The purpose of an economic system is to resolve the basic economic problem – the allocation of resources – within the boundaries of the earth system, and with the inclusion of all, or: the purpose of an economic system is to allocate resources within the boundaries of the Doughnut. Since markets are subsystems of the economic system, they must somehow contribute to this overall purpose. So how do they contribute? Do they distribute wealth – the inner circle of the Doughnut -, do they contribute to the allocation of resources itself – without crossing the ecological ceiling?
Just writing this down makes me realise that, although markets are very powerful in signalling the relative value of goods and services by means of prices, they may not be best at distributing and sustainability.1
Although I am not yet decided on the purpose of markets, I think you can argue that it could be both: allocating resources through the price mechanism and distributing wealth. How wealth is distributed through markets is normally assessed through analysis of consumer and producer surpluses. Markets that do not function optimally, because of asymmetric information, market power and the like, will not reach their full wealth potential. But when analysing markets from a micro economics perspective, we do not take the fairness, or the equality, of the distribution into consideration. Market systems are not designed for that – yet.
So, I think we can conclude that the purpose to allocate resources with the inclusion of all might not be served best by market systems, simply because it is not geared towards including all. This conclusion does not change that markets do distribute wealth and the outcome of the behaviour of the economy as a whole, results from the behaviour of its parts. I think that is something to think about.2
That leaves us with the other candidate for a market’s purpose: the allocation of resources – without going through the ecological ceiling. The idea behind the market system as a tool for allocating resources, is that people’s willingness to pay for goods and services reflects the utility they draw from it, or, you could say, how the good itself contributes to their welfare. Companies do market research to learn about willingness to pay as input for their pricing policy, or prices are set through a mark up on production cost, or supply is cleared through a real-time auction, and what have you – and anybody not able to earn an income from the resulting prices will withdraw from the market, as do buyers who cannot afford to buy at the market price.

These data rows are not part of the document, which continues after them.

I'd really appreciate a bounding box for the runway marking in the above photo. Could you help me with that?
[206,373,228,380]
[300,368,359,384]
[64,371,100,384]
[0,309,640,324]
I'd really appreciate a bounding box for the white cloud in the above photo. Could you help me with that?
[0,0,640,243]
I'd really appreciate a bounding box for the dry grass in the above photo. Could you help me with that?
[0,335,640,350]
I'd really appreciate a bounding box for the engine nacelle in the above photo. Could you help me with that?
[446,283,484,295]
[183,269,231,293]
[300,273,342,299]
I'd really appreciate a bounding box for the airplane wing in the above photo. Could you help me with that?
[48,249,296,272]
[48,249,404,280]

Price is a piece of information that flows from sellers to potential buyers, and is either acted upon – a sale – or not. Price in itself does not reveal much about the underlying information, like research into willingness to pay, cost of production in general, prices of raw materials and labour cost in particular, the compensation for the entrepreneur, fixed cost, and estimates of number of sales, to name a few. It does not tell me how sustainable production was, how revenues were distributed over production factors, to what extent non-renewable resources were depleted, how much production contributed to green house gasses, and what the lifetime of the product is3. So price is actually a very poor bearer of information – for me, as a consumer.
Having said that, I have to conclude that markets are not particularly well suited to serve the purpose of resource allocation – within the boundaries of the earth’s ecosystem. And that is actually a shame, because I love analysing micro-economic graphs and solving supply and demand systems of equations for price and quantity.
I do not claim to have a solution for the shortcoming of markets on the shelf, and I do appreciate the efficiency of markets, but they are certainly not the holy grail.
How can you use this in your lessons?
When approaching markets from a systems’ perspective you can show your students how a market does or does not serve the general purpose of the economic system. You can use the Doughnut Model as a framework. Instead of brushing of market failure as externalities, you can give your students an insight in the challenging questions that lay before them, should they carry on studying economics.
- This is called market failure, or system failure. When a system fails its purpose, or the greater purpose of the system which it is part of, it needs to be tuned, redesigned or replaced.
- For example, we could think about how money flows in the market system are taxed, and how power is distributed, and how that could be modified to better serve the purpose of the economy as a whole.
- I tended to think that higher priced products are of a better quality, but I have learned that this is not necessarily so – nor is it the other way around.